Prologue
Caelen’s – Present Day
It starts with a book. A children’s story.
Charlie’s Great Adventure: The Case of the Missing Red Jacket. Caelen volunteered to read it for Officer Reading Day. First grade. Ridgewood Elementary.
One of those quiet, well-meaning events where no one knew he was deep undercover. Not the teachers. Not the parents. Not even the officers in his own department. His case was that classified. And he needed a breather.
So he put on the uniform, left his badge visible, and smiled for the children. He remembers parking. He remembers walking into the school. He remembers the black sedan driving slowly past. Tinted windows. A wrong turn.
But the man inside—He recognized him. Not because of the badge—but because of the car.
The same unmarked government vehicle used in past missions. The same one that nearly gave him away last year. The man had seen it before. He waited. Parked beside it.

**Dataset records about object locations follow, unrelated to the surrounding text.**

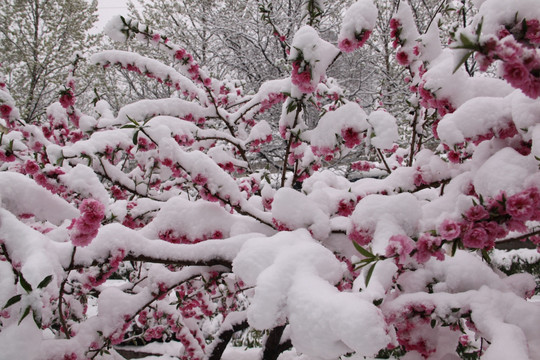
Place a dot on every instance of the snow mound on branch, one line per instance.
(362, 15)
(506, 171)
(385, 129)
(295, 210)
(384, 216)
(325, 135)
(84, 180)
(493, 13)
(489, 113)
(294, 276)
(190, 219)
(21, 195)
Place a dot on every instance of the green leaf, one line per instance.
(291, 107)
(133, 120)
(454, 247)
(45, 282)
(13, 300)
(135, 137)
(467, 44)
(485, 256)
(25, 314)
(37, 319)
(25, 285)
(370, 273)
(462, 61)
(363, 251)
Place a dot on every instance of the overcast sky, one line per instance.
(109, 8)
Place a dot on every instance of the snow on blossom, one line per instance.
(21, 195)
(358, 22)
(84, 180)
(296, 210)
(85, 228)
(306, 272)
(346, 121)
(386, 216)
(312, 56)
(508, 171)
(385, 129)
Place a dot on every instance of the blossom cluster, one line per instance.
(85, 228)
(301, 76)
(517, 47)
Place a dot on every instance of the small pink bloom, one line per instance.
(521, 206)
(476, 238)
(449, 229)
(5, 110)
(428, 246)
(401, 246)
(533, 31)
(348, 45)
(360, 236)
(395, 24)
(31, 167)
(346, 208)
(67, 99)
(351, 137)
(402, 58)
(477, 213)
(92, 210)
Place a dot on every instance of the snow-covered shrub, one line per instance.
(168, 188)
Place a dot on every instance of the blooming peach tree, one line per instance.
(158, 223)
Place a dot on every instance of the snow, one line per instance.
(384, 128)
(268, 253)
(508, 171)
(21, 195)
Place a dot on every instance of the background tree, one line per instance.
(39, 39)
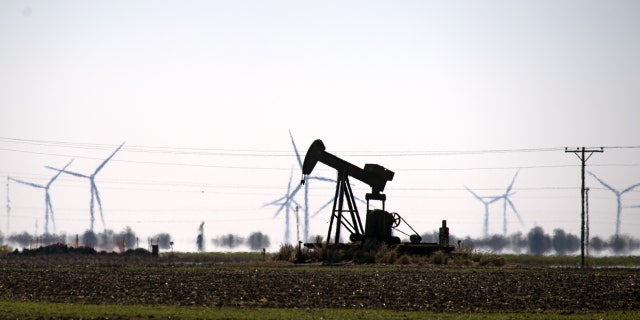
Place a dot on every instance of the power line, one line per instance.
(279, 153)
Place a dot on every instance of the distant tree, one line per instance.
(106, 239)
(258, 240)
(633, 244)
(164, 240)
(200, 238)
(596, 244)
(22, 239)
(619, 244)
(228, 241)
(559, 241)
(89, 239)
(539, 242)
(517, 242)
(129, 237)
(497, 242)
(48, 238)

And when Caelen finished reading, waved to the kids, and walked back out into the sunshine—He never made it to the driver’s door.
The hit came hard. Blunt force. Back of the skull. His world went black. Now he wakes in a trunk.
Bound.
Gagged.
Disoriented.
Look Inside: Oil Rig
Then—A vibration. A phone. Buzzing near his hip. Not his main line. His burner. The emergency number tied only to department notifications, backchannel data, and one small-town library.

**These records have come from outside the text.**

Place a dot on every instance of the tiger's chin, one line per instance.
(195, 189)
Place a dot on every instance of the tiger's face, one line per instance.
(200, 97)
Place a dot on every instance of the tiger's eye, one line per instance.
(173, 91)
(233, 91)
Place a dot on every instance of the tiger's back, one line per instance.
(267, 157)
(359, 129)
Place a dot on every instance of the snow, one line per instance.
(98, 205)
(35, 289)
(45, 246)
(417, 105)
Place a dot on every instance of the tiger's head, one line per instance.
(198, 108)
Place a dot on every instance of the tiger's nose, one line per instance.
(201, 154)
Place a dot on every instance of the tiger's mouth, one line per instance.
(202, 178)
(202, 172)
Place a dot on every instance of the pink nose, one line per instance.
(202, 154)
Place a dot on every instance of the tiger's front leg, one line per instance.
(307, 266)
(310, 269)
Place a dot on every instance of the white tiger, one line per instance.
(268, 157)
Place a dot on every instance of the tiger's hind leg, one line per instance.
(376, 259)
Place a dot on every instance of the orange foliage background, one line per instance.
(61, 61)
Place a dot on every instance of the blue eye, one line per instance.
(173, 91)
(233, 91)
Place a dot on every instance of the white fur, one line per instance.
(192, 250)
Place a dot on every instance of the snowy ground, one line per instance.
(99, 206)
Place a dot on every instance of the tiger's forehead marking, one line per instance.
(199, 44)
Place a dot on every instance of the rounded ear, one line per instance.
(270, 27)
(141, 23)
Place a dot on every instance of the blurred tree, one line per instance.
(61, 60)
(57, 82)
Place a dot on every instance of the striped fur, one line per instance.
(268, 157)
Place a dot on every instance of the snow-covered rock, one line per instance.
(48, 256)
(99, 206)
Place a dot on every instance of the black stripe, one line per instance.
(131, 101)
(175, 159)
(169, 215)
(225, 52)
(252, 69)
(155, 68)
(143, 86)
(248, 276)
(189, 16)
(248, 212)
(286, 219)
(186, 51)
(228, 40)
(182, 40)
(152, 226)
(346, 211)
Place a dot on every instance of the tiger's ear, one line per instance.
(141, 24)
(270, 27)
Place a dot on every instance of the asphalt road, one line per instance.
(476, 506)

He groans, shifts just enough to grab it. Flip phone. One bar of signal. One blinking message.
Unknown Number Calling.
He answers. “Hello?”
A soft voice. Surprised. “Hi… this is Lark from Meadow stone Public Library. I’m calling to remind you your book is overdue. Charlie’s Great Adventure. It was due yesterday, and it’s now on hold for another patron.”
He breathes like she just pulled him out of water. “Lark… please don’t hang up. I don’t know where I am. I’ve been taken. I need you to call 911—ask for me by name. Caelen.”

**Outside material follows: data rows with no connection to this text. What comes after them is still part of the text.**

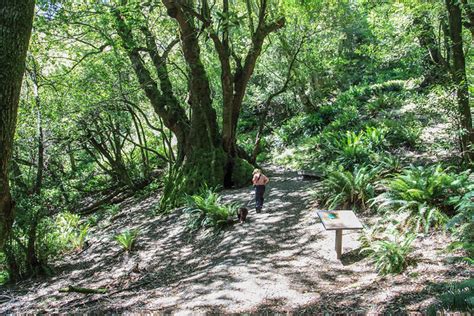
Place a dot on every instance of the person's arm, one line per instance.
(254, 179)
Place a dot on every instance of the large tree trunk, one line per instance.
(459, 78)
(164, 102)
(16, 18)
(204, 155)
(435, 63)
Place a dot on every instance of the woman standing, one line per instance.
(259, 181)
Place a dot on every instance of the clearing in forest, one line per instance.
(281, 260)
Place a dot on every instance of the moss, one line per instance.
(242, 173)
(202, 167)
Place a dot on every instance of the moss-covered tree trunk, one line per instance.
(459, 77)
(16, 18)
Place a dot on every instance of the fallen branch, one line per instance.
(83, 290)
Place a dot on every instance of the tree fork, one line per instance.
(16, 20)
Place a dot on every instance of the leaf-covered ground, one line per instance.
(281, 260)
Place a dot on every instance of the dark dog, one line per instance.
(242, 214)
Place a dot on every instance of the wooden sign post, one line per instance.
(339, 221)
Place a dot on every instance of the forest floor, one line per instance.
(281, 260)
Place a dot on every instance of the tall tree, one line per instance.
(16, 19)
(234, 82)
(459, 77)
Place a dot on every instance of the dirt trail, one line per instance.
(280, 260)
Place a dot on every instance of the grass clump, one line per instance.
(390, 256)
(343, 188)
(127, 239)
(421, 195)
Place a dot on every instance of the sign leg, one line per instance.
(338, 243)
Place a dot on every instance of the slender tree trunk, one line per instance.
(459, 78)
(16, 18)
(39, 131)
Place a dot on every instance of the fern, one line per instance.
(205, 210)
(127, 239)
(344, 188)
(424, 194)
(459, 297)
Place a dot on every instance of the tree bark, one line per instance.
(460, 78)
(16, 18)
(435, 63)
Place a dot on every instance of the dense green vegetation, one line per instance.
(126, 99)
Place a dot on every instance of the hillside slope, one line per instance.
(280, 260)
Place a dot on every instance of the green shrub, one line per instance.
(458, 297)
(462, 224)
(127, 239)
(403, 132)
(205, 210)
(351, 149)
(343, 189)
(72, 234)
(390, 256)
(422, 195)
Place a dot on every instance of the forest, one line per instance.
(134, 134)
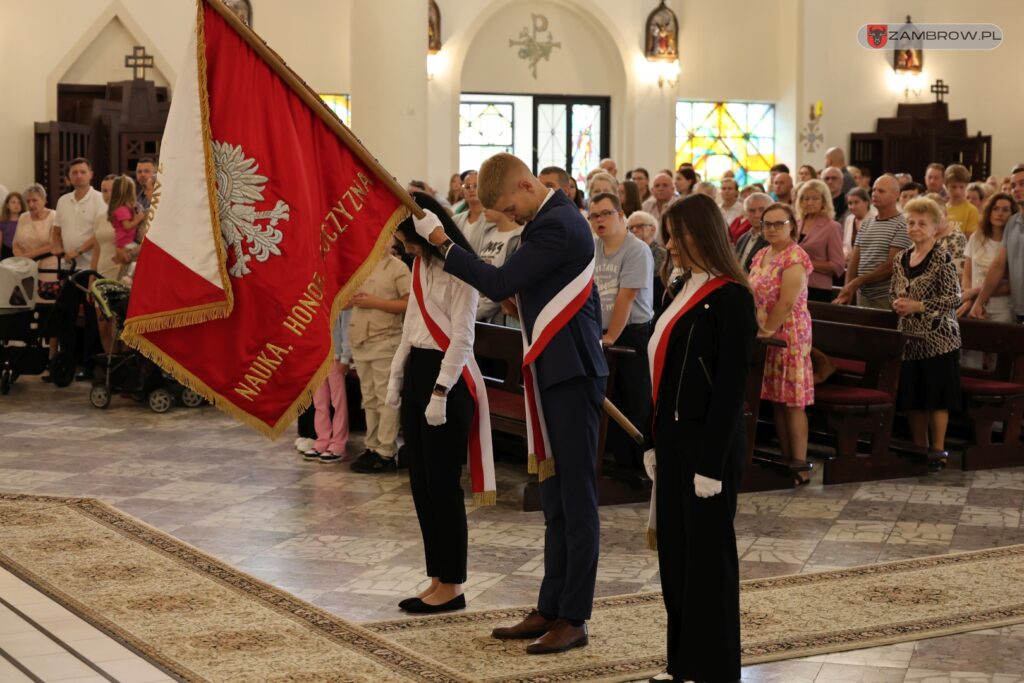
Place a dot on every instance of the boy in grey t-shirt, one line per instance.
(624, 274)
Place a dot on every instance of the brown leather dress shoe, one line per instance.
(560, 637)
(532, 626)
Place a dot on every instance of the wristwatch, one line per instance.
(445, 246)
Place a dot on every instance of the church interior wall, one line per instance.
(857, 86)
(792, 52)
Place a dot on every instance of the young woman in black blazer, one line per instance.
(699, 357)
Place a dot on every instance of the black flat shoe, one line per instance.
(420, 607)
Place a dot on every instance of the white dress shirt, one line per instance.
(459, 301)
(77, 220)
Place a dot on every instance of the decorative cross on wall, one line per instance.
(138, 60)
(940, 89)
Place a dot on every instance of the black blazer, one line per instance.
(704, 381)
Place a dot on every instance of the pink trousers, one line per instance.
(332, 434)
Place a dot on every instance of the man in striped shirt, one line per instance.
(878, 243)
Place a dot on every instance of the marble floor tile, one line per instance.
(975, 515)
(350, 543)
(857, 530)
(921, 534)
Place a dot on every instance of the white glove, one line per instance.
(648, 463)
(436, 410)
(705, 486)
(425, 226)
(393, 396)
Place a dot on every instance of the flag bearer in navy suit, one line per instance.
(551, 276)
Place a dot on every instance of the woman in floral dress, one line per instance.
(778, 276)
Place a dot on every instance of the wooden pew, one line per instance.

A pause. “Is this a prank?”
“It’s not. I’m a detective. Deep cover. No one knows I’m missing. I left for vacation early. I told my handler. Call the department. Please—verify me.”
“Okay… wait. Don’t hang up. I’m going to use the landline.”
She sets the phone down. Dials the department number from her desk.
One ring. Two. “Police dispatch.”
“Hi, I’m trying to confirm an officer. Caelen. He says he’s in danger.” “There’s no one by that name assigned here.”
“But he gave me a badge number—”
Click. They hang up.
She lifts the phone again. “They… said you don’t exist.”
He presses his forehead to the metal floor of the trunk. There was a word. A code. If anything ever happens………..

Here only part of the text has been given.